NORAH O'DONNELL: Is waterboarding torture?

SENATOR SAXBY CHAMBLISS: Waterboarding is one of the specific issues that was investigated by the Department of Justice from the standpoint of does it comply with the Geneva Convention and they made a determination that it is authorized that it is not torture.

NORAH O'DONNELL: Let me ask you about the CIA director, Mister Brennan. There were allegations that the Senate had improperly received some information from the CIA then it was accused by your colleague, Senator Feinstein, that the CIA was snooping on Senate computers, spying on Senate computers. Here's what the director said back in March.

JOHN BRENNAN (March 11): As far as the allegations of, you know, CIA hacking into, you know, Senate computers, nothing could be further from the truth. We wouldn't do that. I mean that's-- that's-- that's just beyond the-- the, you know, the scope of-- of reason.

NORAH O'DONNELL: He said beyond the scope of reason. He called you this past week and apologized. What did he say?

SENATOR SAXBY CHAMBLISS: He did. You have to remember I did not support John Brennan's nomination to be director of CIA so if he has a critic it's certainly me, although I think John has done a really good job as a director. John, when he found out about this breach or about the information that was received by certain Senate staffers on the Democratic side, he called Senator Feinstein and me and he came to us and he sat down, said here's what happened. Well, the fact is we now know he didn't have all the facts. Once he got all the facts he came back and he did apologize. He was wrong. Senator Feinstein was right. And--

NORAH O'DONNELL: But when you hear the CIA is spying on Senate computers?

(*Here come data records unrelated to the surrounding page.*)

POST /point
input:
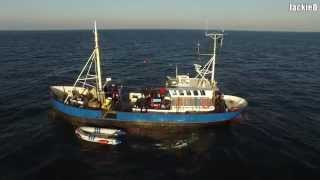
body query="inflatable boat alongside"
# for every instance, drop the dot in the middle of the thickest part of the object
(183, 102)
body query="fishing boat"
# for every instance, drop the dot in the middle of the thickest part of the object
(96, 136)
(183, 102)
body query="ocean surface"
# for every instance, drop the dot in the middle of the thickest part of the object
(277, 136)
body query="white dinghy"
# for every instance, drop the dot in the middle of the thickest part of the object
(96, 137)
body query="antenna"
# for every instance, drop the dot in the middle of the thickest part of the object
(176, 70)
(198, 48)
(207, 27)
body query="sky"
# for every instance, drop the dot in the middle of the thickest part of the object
(260, 15)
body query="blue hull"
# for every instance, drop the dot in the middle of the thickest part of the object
(150, 117)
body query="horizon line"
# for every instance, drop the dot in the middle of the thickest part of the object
(192, 29)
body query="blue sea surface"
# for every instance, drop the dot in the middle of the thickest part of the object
(277, 137)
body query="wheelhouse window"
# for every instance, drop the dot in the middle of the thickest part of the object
(188, 92)
(181, 92)
(174, 92)
(203, 93)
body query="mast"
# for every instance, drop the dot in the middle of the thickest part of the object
(90, 77)
(97, 52)
(209, 67)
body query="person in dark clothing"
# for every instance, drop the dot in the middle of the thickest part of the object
(220, 105)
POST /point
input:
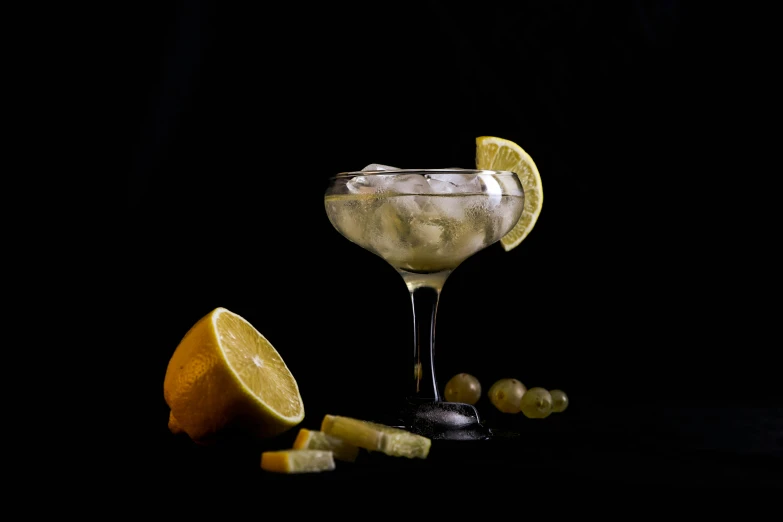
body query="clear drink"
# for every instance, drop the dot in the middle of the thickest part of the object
(424, 223)
(423, 233)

SENATOR SAXBY CHAMBLISS: Yeah. Well, these are their computers that were on their premises but they were being--

NORAH O'DONNELL: But senators--

SENATOR SAXBY CHAMBLISS: --dedicated to Senate staff. And I'm going to tell you this is very, very serious. If I thought John Brennan knew about this, then it would be certainly we'd be calling for his resignation. But the OIG made a specific finding that he did not. But I will tell you these five staffers that did this, if they worked for me they'd be gone now but the accountability board has been convened and they will be looking into this and-- and they will be dealt with accordingly.

NORAH O'DONNELL: Senator Saxby Chambliss, thank you so much.


NORAH O'DONNELL: And we will be right back.


NORAH O'DONNELL: We've got a lot more coming up. Stay with us.


NORAH O'DONNELL: Some of our stations are leaving us now but for most of you we will be right back with a lot more FACE THE NATION. Stay with us.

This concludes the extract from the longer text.